GenCAD-Self-Repairing: Feasibility Enhancement for 3D CAD Generation

TL;DR

This paper introduces GenCAD-Self-Repairing, a framework that significantly improves the feasibility of AI-generated 3D CAD models by integrating diffusion guidance and self-repair mechanisms, thereby expanding practical applications.

Contribution

It presents a novel self-repairing framework that enhances the feasibility of generative CAD models using diffusion guidance and correction mechanisms, addressing a key limitation of prior models.

Findings

Converted two-thirds of infeasible designs to feasible ones

Maintained geometric accuracy of generated models

Significantly increased CAD generation feasibility rate

Abstract

With the advancement of generative AI, research on its application to 3D model generation has gained traction, particularly in automating the creation of Computer-Aided Design (CAD) files from images.

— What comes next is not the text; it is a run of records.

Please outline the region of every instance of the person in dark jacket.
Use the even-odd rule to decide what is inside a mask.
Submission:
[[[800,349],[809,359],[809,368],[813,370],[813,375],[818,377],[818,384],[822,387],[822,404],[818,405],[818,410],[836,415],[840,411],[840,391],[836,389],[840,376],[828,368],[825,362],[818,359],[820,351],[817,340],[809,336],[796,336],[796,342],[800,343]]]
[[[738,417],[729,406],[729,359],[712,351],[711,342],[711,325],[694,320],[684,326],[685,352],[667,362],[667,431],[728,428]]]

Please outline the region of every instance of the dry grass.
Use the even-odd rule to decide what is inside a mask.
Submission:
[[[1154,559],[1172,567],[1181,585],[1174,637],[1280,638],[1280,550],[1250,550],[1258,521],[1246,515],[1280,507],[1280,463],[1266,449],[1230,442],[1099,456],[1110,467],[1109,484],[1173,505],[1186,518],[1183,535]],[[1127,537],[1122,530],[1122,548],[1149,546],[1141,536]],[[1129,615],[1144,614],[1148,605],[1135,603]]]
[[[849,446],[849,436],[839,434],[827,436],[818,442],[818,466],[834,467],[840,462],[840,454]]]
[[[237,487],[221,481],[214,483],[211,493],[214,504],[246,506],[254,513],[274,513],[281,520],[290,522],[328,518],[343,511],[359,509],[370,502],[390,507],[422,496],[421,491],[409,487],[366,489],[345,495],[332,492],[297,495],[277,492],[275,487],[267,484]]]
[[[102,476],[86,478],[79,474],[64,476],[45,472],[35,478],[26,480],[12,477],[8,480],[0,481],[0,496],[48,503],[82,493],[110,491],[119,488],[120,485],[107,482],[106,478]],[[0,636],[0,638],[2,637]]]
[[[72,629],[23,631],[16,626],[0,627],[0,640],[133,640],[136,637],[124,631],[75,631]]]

GenCAD is a notable model in this domain, leveraging an autoregressive transformer-based architecture with a contrastive learning framework to generate CAD programs. However, a major limitation of GenCAD is its inability to consistently produce feasible boundary representations (B-reps), with approximately 10% of generated designs being infeasible. To address this, we propose GenCAD-Self-Repairing, a framework that enhances the feasibility of generative CAD models through diffusion guidance and a self-repairing pipeline. This framework integrates a guided diffusion denoising process in the latent space and a regression-based correction mechanism to refine infeasible CAD command sequences while preserving geometric accuracy. Our approach successfully converted two-thirds of infeasible designs in the baseline method into feasible ones, significantly improving the feasibility rate while simultaneously maintaining a reasonable level of geometric accuracy between the point clouds of ground truth models and generated models. By significantly improving the feasibility rate of generating CAD models, our approach helps expand the availability of high-quality training data and enhances the applicability of AI-driven CAD generation in manufacturing, architecture, and product design.